On a parallel rail, the Archbishop of Malta recently spoke of the formation of an oligarchy that sits on concentrated wealth as ever greater numbers fall into poverty and hardship. Huge economic disparities were virtually unknown in post-war Malta. But a combination of aggressive concentration of property in the hands of a favoured land-owning class and a virtual freeze on public sector infrastructural and social developments have created an economy with the right indicators of public sector surplus and full employment but with economic fundamentals that are creating inherent disaffection and uncertainty.

Ninety thousand people, one in five of the population, are at best at risk of poverty if not well and truly trapped in it. For a small island city state that is supposed to be experiencing its greatest ever economic boom that is a staggering statistic.

The concentration of wealth in a landed class has also unleashed an unstoppable enthusiasm for property development apparently free of any town-planning particularly with respect to density, allowance for open space and proper provision for mobility and transportation. Development also appears to be entirely divorced from any sound projection of demand and a realistic forecast of what the indigenous population can reasonably be expected to afford.

All these factors, persistently ignored by a political agenda inebriated by quick wins and as is alleged corrupted by personal and illicit motivations, combine to sully the sheen on Malta’s offer to a financial industry that looks for stable and attractive jurisdictions for its business.

To imagine that just because the majority of the voting population is ambivalent about crumbling rule of law, increased economic inequalities and a degraded environment, these factors are also ignored by people looking for financial service centres is both obtuse and utterly, utterly mistaken.

Banks and pension funds are particularly sensitive to reputational risks particularly in a time of increased pressures from governments of jurisdictions these funds typically fly out of. Their analysts will be assessing the prospects of economic sustainability for their destination investment country and therefore the prospect that an investment location might very well be forced to resort to increased fiscal revenues from their activities.

In this context, one central concern is that the Maltese authorities will find it ever harder to resist EU pressures to harmonise tax rules and reduce fiscal gaps within the single market. Without moral authority, the naturally handicapped political clout of the Maltese, already bereft of Britain’s friendship – their traditional ally in the EU – will continue to suffer.

No one wants to be around if Malta ever faces the cataclysmic collapse experienced by Cyprus a few years back.
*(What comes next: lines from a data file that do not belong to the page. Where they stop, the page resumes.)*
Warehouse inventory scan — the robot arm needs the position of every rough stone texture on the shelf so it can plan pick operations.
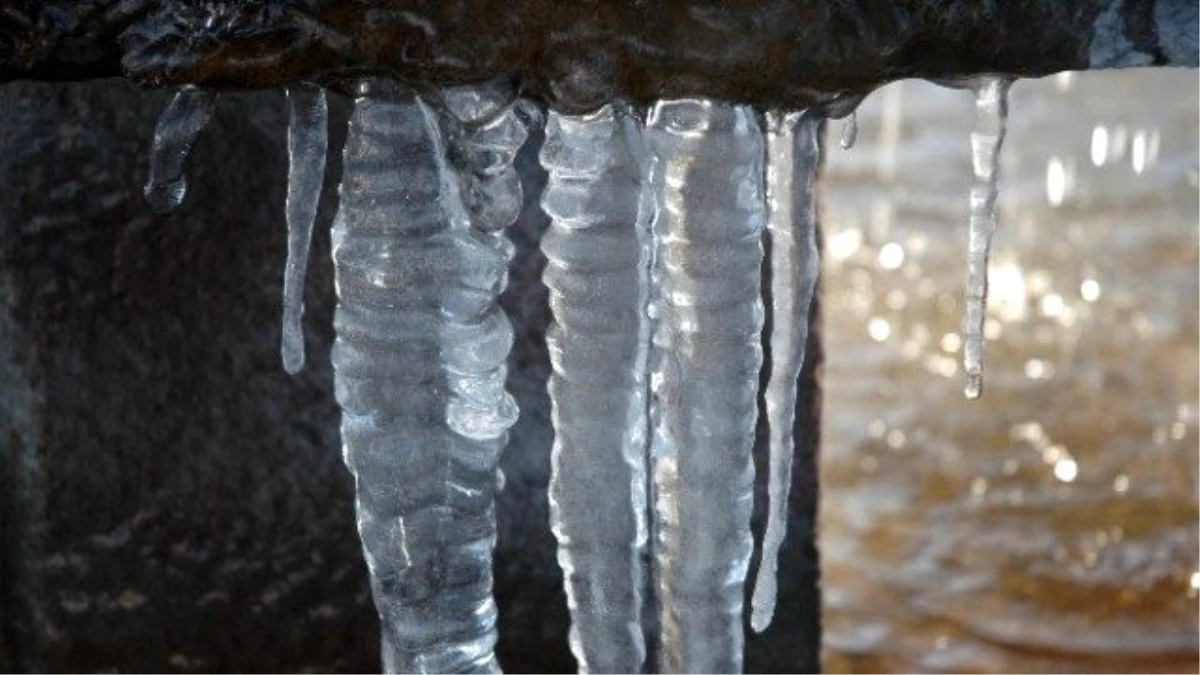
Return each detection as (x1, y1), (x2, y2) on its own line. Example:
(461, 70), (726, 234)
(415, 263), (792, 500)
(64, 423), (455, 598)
(0, 80), (818, 675)
(7, 0), (1200, 110)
If the perception of a risk of this scale gathers ground the current slowdown in growth will be remembered with fond nostalgia.

Being the harbinger of bad news is an unpopular activity in a country where politics appears to only really make any headway if it drinks the Kool-Aid and celebrates the drunken glories of the here and now. The former leaders of the PN know this full well. It is easy to retort that there has been no marked exodus of the financial services industry from Malta and news of its demise is groundless and premature.

Perhaps.

But one must remember that every single financial services client has no real exit cost if they decide it is time for them to leave. They just fold their laptop and off they go. This is a consummation no one wishes for but unless the political community recognises we have a problem, wishing it away will not fix things.